Jude and Zo started throwing out ideas, bad ones, apocalyptic scenarios cribbed from video games, with the mech hordes storming their guards, scaling the walls, breaking free, leaving bodies strewn in their wake.

“It’s easier than that,” I said, seeing what they couldn’t, because they hadn’t been there, in the last corp-town, when the sirens blared and the orgs toppled like dominos, leaving me and Riley on our feet, utterly alone. Jude had once argued that the orgs would be willing to let a thousand mechs die if it would save a single human life. What was I willing to do to save a thousand mechs?

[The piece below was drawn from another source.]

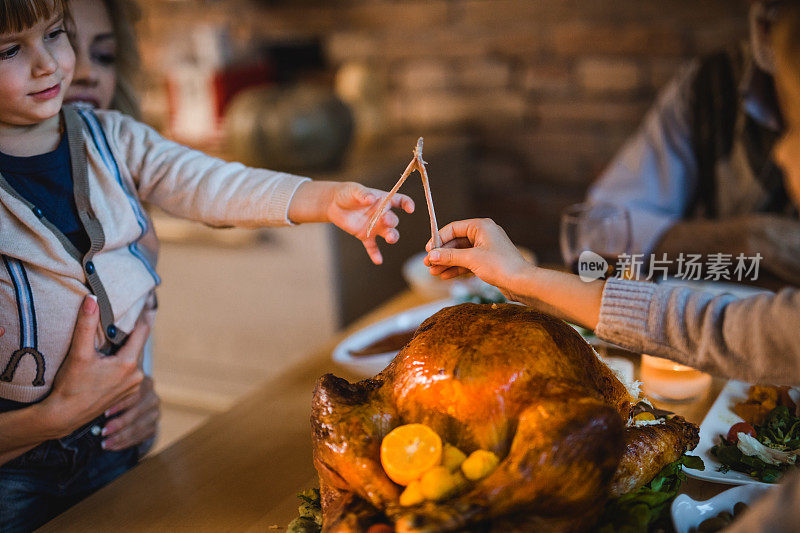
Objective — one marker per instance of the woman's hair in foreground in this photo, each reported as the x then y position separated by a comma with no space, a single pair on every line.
124,13
19,15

“It’s like you always say, Jude. They’re orgs. They’re weak. We use that.” I waited for him to get there before I could say it, so it could be his idea, and his responsibility. But he didn’t. “We knock them out,” I added. “If we could get access to the ventilation system …”

“We walk out of here, no questions asked,” Jude said.

“Uh, except for the part where you have no way of doing it,” Zo pointed out. “Unless you happen to walk around with some kind of magic sleeping potion in case of emergencies.”

“No,” Jude said. “But I know a guy who does.”

“Great. You ‘know a guy.’” I said. “So we just sneak out of here, meet up with your ‘guy,’ somehow sneak back in, or hope they’re moronic enough let us walk through the door again, without searching us this time. Easy?”

“We could slip it to Zo,” Jude said. “She could get it into the vents.”

“He’s right, I could—”

“You could
not
. What happens when they find you passed out by the vent access port and realize what you did?”

“So, better idea.
He
slips the stuff into the vents,
you
get everyone out—and I make it all possible by meeting up with this ‘guy’ in the first place. Tell me how to find him.”

But I knew where she’d have to go to find him. The same place all Jude’s ‘guys’ were. The place you lived when you were the kind of ‘guy’ who dealt in illegal bioweapons and various other diversions of the delinquent class.

“Are you forgetting what Auden said? No one leaves here without permission, not mechs, not staff.”

“I’m not exactly staff so much as Tyson Renzler’s pet project,” Zo said. “If I want to leave, trust me, I can make it happen.”